Codon optimization of human factor VIII cDNAs leads to high-level expression.

Gene therapy for hemophilia A would be facilitated by development of smaller expression cassettes encoding factor VIII (FVIII), which demonstrate improved biosynthesis and/or enhanced biologic properties. B domain deleted (BDD) FVIII retains full procoagulant function and is expressed at higher levels than wild-type FVIII. However, a partial BDD FVIII, leaving an N-terminal 226 amino acid stretch (N6), increases in vitro secretion of FVIII tenfold compared with BDD-FVIII. In this study, we tested various BDD constructs in the context of either wild-type or codon-optimized cDNA sequences expressed under control of the strong, ubiquitous Spleen Focus Forming Virus promoter within a self-inactivating HIV-based lentiviral vector.
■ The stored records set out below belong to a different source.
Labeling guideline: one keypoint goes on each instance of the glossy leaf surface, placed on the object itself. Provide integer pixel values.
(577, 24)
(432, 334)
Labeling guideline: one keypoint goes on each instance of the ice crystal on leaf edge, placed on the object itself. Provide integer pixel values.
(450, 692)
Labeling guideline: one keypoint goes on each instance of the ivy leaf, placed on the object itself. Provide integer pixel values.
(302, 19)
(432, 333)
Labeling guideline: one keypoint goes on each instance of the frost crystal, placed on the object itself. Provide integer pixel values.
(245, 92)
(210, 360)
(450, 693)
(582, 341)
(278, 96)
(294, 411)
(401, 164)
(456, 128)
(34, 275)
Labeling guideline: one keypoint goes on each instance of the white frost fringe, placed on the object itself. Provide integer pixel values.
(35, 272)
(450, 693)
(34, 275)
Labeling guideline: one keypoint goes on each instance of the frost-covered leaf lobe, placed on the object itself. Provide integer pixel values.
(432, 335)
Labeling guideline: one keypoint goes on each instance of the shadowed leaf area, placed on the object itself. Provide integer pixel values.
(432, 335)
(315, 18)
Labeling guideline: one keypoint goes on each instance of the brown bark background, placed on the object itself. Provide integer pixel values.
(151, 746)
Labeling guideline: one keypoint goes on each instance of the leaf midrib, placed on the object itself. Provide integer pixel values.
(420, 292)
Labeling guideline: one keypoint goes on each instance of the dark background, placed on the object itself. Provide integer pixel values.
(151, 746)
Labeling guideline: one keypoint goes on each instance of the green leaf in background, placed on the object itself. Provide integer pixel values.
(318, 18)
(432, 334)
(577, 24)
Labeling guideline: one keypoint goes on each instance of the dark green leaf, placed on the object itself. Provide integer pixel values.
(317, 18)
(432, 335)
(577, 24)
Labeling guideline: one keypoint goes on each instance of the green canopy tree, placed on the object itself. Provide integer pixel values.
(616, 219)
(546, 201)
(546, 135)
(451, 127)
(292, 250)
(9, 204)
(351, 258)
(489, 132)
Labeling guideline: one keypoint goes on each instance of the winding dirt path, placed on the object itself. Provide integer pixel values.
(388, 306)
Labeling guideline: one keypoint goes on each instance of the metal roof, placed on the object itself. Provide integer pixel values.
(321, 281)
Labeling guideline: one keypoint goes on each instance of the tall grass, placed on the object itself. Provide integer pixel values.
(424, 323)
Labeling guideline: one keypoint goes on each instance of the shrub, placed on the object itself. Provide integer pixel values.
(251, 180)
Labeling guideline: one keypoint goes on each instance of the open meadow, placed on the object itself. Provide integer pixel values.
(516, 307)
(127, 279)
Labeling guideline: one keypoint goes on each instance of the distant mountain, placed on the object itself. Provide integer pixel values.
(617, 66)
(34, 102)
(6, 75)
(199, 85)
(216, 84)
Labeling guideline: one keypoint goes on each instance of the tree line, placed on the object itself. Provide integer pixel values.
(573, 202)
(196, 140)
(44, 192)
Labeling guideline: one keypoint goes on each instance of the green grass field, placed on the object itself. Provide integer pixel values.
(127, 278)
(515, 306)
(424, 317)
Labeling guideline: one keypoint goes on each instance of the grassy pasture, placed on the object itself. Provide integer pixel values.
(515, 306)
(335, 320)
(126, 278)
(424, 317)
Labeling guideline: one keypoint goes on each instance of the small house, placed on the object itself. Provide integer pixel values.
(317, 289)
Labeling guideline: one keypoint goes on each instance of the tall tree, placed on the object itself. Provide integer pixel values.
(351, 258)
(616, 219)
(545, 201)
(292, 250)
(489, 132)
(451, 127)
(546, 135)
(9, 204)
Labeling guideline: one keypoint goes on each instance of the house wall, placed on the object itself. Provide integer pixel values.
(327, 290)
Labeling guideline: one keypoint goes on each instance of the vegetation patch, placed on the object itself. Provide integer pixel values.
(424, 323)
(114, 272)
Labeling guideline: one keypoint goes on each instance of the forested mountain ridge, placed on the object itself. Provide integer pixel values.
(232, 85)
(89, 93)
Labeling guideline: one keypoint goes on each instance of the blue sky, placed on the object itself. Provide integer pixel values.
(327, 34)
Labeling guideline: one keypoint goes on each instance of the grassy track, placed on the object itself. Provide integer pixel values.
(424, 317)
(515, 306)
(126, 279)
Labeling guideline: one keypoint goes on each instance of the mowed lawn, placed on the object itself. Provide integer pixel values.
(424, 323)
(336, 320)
Transduced 293T cells in vitro demonstrated detectable FVIII activity. Hemophilic mice treated with lentiviral vectors showed expression of FVIII activity and phenotypic correction sustained over 250 days. Importantly, codon-optimized constructs achieved an unprecedented 29- to 44-fold increase in expression, yielding more than 200% normal human FVIII levels. Addition of B domain sequences to BDD-FVIII did not significantly increase in vivo expression. These significant findings demonstrate that shorter FVIII constructs that can be more easily accommodated in viral vectors can result in increased therapeutic efficacy and may deliver effective gene therapy for hemophilia A.